Hubert Shutrick

The theorem in A conic in a triangle is really a theorem in projective geometry because the line at infinity can be replaced by any line that doesn't intersect the sides of the triangle. It can therefore be proved using homogeneous coordinates. The obvious choice is to use the given triangle ABC for the axes and by scaling the coordinates either the point P can be taken as (1,1,1) or the line can be assumed x + y + z = 0 but not both so we assume the latter and let P=(a,b,c) . There is conic through the points C_{a}B_{a}B_{c}A_{c}A_{b}C_{b} even if the chords do not intersect at P by Pascal's criterion so we concentrate on the second part where P is necessary.
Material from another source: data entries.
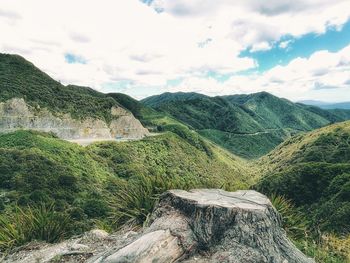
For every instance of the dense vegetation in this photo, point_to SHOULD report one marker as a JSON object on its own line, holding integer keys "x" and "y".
{"x": 21, "y": 79}
{"x": 313, "y": 170}
{"x": 247, "y": 125}
{"x": 97, "y": 184}
{"x": 51, "y": 189}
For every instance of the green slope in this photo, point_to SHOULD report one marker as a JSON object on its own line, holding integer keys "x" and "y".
{"x": 88, "y": 183}
{"x": 21, "y": 79}
{"x": 247, "y": 125}
{"x": 313, "y": 170}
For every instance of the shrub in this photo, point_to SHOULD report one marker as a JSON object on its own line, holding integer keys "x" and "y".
{"x": 32, "y": 223}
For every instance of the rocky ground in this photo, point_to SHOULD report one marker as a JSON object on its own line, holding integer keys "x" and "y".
{"x": 206, "y": 225}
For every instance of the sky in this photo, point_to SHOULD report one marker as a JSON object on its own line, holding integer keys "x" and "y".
{"x": 297, "y": 49}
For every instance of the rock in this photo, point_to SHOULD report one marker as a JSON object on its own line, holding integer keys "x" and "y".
{"x": 157, "y": 246}
{"x": 210, "y": 225}
{"x": 17, "y": 114}
{"x": 207, "y": 225}
{"x": 95, "y": 235}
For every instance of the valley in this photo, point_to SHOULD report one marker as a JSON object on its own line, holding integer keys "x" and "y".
{"x": 73, "y": 159}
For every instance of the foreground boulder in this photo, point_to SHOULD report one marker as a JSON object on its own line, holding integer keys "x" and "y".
{"x": 210, "y": 226}
{"x": 207, "y": 225}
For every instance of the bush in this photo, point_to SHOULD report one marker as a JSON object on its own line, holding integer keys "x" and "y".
{"x": 95, "y": 208}
{"x": 32, "y": 223}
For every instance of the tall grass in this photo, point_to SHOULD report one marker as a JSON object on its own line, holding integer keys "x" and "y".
{"x": 23, "y": 225}
{"x": 323, "y": 247}
{"x": 134, "y": 202}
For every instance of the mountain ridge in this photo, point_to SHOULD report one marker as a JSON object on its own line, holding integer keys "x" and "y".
{"x": 260, "y": 120}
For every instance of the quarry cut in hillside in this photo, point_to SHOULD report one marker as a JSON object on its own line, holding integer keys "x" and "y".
{"x": 17, "y": 114}
{"x": 203, "y": 225}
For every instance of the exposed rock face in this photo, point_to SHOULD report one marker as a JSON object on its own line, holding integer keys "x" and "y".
{"x": 16, "y": 114}
{"x": 206, "y": 225}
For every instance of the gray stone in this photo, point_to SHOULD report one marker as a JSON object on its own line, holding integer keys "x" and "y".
{"x": 204, "y": 225}
{"x": 211, "y": 225}
{"x": 17, "y": 114}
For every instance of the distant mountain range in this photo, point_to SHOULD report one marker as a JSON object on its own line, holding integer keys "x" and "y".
{"x": 327, "y": 105}
{"x": 247, "y": 125}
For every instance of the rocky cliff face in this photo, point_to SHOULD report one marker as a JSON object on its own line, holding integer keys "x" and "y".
{"x": 195, "y": 226}
{"x": 16, "y": 114}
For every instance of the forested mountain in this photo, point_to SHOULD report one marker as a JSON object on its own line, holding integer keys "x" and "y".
{"x": 247, "y": 125}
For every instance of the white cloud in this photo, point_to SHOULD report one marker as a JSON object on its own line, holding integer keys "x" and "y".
{"x": 323, "y": 76}
{"x": 285, "y": 44}
{"x": 129, "y": 41}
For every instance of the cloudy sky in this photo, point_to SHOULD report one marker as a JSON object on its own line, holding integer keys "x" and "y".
{"x": 298, "y": 49}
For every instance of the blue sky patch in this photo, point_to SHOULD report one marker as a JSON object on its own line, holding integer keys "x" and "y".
{"x": 74, "y": 59}
{"x": 332, "y": 40}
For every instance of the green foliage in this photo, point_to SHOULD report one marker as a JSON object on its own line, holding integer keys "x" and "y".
{"x": 313, "y": 170}
{"x": 21, "y": 79}
{"x": 32, "y": 223}
{"x": 247, "y": 125}
{"x": 293, "y": 221}
{"x": 322, "y": 247}
{"x": 106, "y": 183}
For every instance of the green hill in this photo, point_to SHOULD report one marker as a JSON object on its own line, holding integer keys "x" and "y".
{"x": 21, "y": 79}
{"x": 313, "y": 170}
{"x": 247, "y": 125}
{"x": 89, "y": 185}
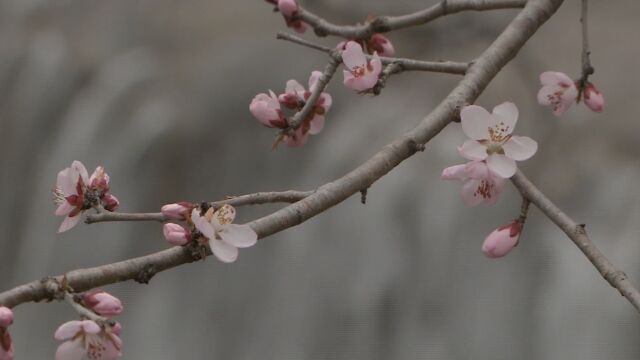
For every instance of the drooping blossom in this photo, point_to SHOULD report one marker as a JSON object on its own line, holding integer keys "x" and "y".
{"x": 87, "y": 337}
{"x": 177, "y": 211}
{"x": 176, "y": 234}
{"x": 593, "y": 98}
{"x": 361, "y": 74}
{"x": 558, "y": 90}
{"x": 224, "y": 238}
{"x": 76, "y": 192}
{"x": 491, "y": 138}
{"x": 102, "y": 303}
{"x": 266, "y": 108}
{"x": 480, "y": 182}
{"x": 6, "y": 343}
{"x": 502, "y": 240}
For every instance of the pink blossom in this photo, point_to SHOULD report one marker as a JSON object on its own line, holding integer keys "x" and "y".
{"x": 558, "y": 90}
{"x": 362, "y": 74}
{"x": 176, "y": 234}
{"x": 6, "y": 317}
{"x": 86, "y": 337}
{"x": 177, "y": 211}
{"x": 480, "y": 182}
{"x": 491, "y": 138}
{"x": 380, "y": 44}
{"x": 502, "y": 240}
{"x": 266, "y": 109}
{"x": 224, "y": 237}
{"x": 102, "y": 303}
{"x": 593, "y": 98}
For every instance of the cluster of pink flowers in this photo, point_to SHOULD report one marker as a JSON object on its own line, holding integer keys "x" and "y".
{"x": 267, "y": 108}
{"x": 210, "y": 227}
{"x": 289, "y": 9}
{"x": 560, "y": 91}
{"x": 76, "y": 192}
{"x": 87, "y": 337}
{"x": 6, "y": 344}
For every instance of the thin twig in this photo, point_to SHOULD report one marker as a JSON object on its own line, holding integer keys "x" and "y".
{"x": 289, "y": 196}
{"x": 388, "y": 23}
{"x": 578, "y": 235}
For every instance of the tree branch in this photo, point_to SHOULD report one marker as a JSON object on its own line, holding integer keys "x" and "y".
{"x": 388, "y": 23}
{"x": 578, "y": 234}
{"x": 503, "y": 49}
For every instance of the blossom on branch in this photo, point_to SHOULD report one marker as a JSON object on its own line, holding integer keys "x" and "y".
{"x": 362, "y": 74}
{"x": 224, "y": 238}
{"x": 480, "y": 182}
{"x": 87, "y": 337}
{"x": 502, "y": 240}
{"x": 76, "y": 192}
{"x": 491, "y": 139}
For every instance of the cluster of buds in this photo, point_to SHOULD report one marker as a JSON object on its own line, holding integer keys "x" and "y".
{"x": 268, "y": 109}
{"x": 289, "y": 9}
{"x": 76, "y": 192}
{"x": 210, "y": 227}
{"x": 95, "y": 339}
{"x": 6, "y": 344}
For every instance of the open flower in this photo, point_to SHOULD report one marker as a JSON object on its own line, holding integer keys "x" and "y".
{"x": 224, "y": 237}
{"x": 491, "y": 138}
{"x": 480, "y": 182}
{"x": 87, "y": 337}
{"x": 502, "y": 240}
{"x": 362, "y": 74}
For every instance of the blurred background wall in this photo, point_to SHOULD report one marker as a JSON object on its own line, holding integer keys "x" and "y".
{"x": 152, "y": 89}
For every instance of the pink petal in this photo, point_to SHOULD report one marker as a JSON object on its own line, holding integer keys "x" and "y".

This proof was supplied by Gordon Walsh. Use a'=b+c, b'=c+a, c'=a+b to keep the expressions more compact. The coordinates of the vertices of the above hexagon are obtained by (0,b,b') = (a,b,c)-a(1,0,-1) etc. The point A_{a} has coordinates (-aa,a'b,a'c) = a'(0,c',c) - a(a,a',0) = a'(0,b,b') - a(a,0,a') and then we know B_{b} and C_{c} by symmetry. The lines BA_{a} and AB_{b} are

{x \over aa}+{z \over a'c} = 0, {y \over bb}+{z \over b'c} = 0

and therefore they intersect at (aab',bba',-a'b'c) . The intersections of the other pairs of opposite sides are similarly (aac',-a'bc',cca'),(-ab'c',bbc',-ccb'). To prove that there is a conic through AC_{c}BA_{a}CB_{b} , one shows that the determinant with the three points as rows is zero. We leave the calculation to the reader with the tip that abc can be taken out from the columns and it turns out that a'b'c' is also a factor.